Ang Tatay Kong Nanay (Lino Brocka, 1978)
English Title: My Father, My Mother
Lino Brocka's Ang Tatay Kong Nanay (My Father, My Mother) is such a delightful film. Sure, it engrosses itself with several melodramatic turns and its representation of homosexuality is limited to the loud transvestite types. However, there's something about the film that strikes you as adamantly sincere (as compared to popcorn fare like Mrs. Doubtfire (Chris Columbus, 1993) or other gender-bender tearjerkers released lately).
During its closing sequences wherein Coring (played with a pitch-perfect sense of both comedy and drama by Dolphy), dressed as Ms. Spain in a low-budget gay-version of an international beauty pageant (again, a testament to Philippine ingenuity), answers a question by the pageant host. Brocka's camera then lingers to Dolphy's exaggeratedly painted face; and Dolphy owns the close-up, delivering his lines with subtle emotionality and tender grace. His manner of answering felt like his character bore the aches of the entire Philippine gay community on his shoulders, and you can easily feel for him. Just when you are drawn to his character's poignant soliloquy, Dolphy snaps out of the mood with a joke, and you laugh, although still teary-eyed.
The plot itself is nothing special. Coring, a gay beautician, is left with a baby by his former ward, Dennis (Philip Salvador). The baby grows up (the boy is played by a very young Niño Muhlach) thinking that Coring is his real father. Everything seems to be smooth until the kid's mother (Marissa Delgado) suddenly shows up to claim her son.

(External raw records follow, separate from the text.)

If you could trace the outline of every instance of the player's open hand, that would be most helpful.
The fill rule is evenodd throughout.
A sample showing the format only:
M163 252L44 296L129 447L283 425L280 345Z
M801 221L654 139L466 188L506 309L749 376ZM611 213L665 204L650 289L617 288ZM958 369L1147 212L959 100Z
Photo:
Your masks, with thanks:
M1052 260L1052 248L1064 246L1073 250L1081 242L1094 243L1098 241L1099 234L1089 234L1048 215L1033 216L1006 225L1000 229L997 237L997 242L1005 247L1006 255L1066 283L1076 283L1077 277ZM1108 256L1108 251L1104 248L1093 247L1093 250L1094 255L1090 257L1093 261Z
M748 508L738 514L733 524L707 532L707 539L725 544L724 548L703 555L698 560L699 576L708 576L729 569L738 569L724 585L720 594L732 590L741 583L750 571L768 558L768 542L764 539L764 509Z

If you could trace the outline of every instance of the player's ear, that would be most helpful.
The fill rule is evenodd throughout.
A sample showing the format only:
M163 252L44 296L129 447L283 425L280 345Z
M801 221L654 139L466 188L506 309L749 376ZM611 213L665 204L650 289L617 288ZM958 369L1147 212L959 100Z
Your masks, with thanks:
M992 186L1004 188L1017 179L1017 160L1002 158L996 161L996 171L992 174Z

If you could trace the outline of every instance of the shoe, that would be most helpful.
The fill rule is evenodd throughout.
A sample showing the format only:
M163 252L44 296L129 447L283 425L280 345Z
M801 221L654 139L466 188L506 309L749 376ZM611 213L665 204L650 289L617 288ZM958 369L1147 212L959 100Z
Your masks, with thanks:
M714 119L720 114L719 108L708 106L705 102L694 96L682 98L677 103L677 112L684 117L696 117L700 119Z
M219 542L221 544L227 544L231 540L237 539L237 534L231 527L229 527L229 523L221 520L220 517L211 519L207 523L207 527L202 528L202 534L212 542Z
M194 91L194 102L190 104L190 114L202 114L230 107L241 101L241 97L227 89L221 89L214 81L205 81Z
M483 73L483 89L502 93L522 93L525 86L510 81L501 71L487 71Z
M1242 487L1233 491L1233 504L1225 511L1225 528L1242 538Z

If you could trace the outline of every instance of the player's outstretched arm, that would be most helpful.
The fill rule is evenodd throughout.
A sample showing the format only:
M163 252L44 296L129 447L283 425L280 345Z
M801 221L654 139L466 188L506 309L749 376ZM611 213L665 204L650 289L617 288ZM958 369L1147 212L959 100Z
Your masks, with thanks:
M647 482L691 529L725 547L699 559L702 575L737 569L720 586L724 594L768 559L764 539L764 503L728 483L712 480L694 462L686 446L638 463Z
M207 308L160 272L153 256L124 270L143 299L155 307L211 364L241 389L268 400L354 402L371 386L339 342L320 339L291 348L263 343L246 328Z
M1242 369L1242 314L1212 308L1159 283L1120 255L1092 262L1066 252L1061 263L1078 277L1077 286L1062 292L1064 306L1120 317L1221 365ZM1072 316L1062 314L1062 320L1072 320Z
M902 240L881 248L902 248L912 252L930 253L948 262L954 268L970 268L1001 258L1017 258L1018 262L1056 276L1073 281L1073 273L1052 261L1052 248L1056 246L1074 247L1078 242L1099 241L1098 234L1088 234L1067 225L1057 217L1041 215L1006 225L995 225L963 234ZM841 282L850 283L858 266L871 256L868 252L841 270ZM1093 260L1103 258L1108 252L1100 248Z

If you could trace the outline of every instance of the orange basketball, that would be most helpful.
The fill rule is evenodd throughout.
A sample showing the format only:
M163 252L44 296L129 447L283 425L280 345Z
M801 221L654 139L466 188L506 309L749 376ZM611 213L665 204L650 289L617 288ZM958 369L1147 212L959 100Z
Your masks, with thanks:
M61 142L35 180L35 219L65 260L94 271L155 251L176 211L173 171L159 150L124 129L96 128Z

What's special is how Brocka and writer Orlando Nadres pumped up the story with themes dealing with the difficulty and sensitivity in the rearing of a boy by a gay parent. There's a detailed attention on how Coring tries to shield the boy from his homosexuality. A touching sequence shows the boy using Coring's lipstick on himself so he looks like the Indian from a picture book. When Coring sees the boy using lipstick on himself, he scolds the boy out of fear of him turning into a homosexual. When the boy explains that he was only trying to emulate the Indian from the picture book, Coring's fears are waived and he lovingly hugs the boy.
It is that underlying theme that ultimately unites the film, more than the tearjerking story. There are two scenes in the film that adequately resolves the issue of identity. The first one is when the boy catches his father donning a dress in a fashion show. He point-blank asks Coring whether or not he is ashamed of the way he looks. Coring, before answering, wipes the make-up from his face and removes the wig from his head, and gives a reliable excuse. The ending of the film offers a similar scenario. The boy again catches Coring, who just got home from a beauty contest. There were no more questions asked and Coring didn't even bother removing the make-up from his face or the wig from his head; they just hugged. The bonds of fatherhood withstood the demands of society or Coring's own shame of showing himself as a homosexual in front of his adopted son.
This makes the film, with all its stereotypes and conventional narrative arcs, as timely now, as it was decades ago when it was released. It is a gay-themed film that is ultimately rewarding beyond its genre. It preaches acceptance, not mere tolerance. It proposes homosexuality as a non-issue in parental love and affection. Straight or gay, there's something to be gained from watching the film --- a handful of chuckles, a cupful of tears, and most importantly, a whole lot of heart.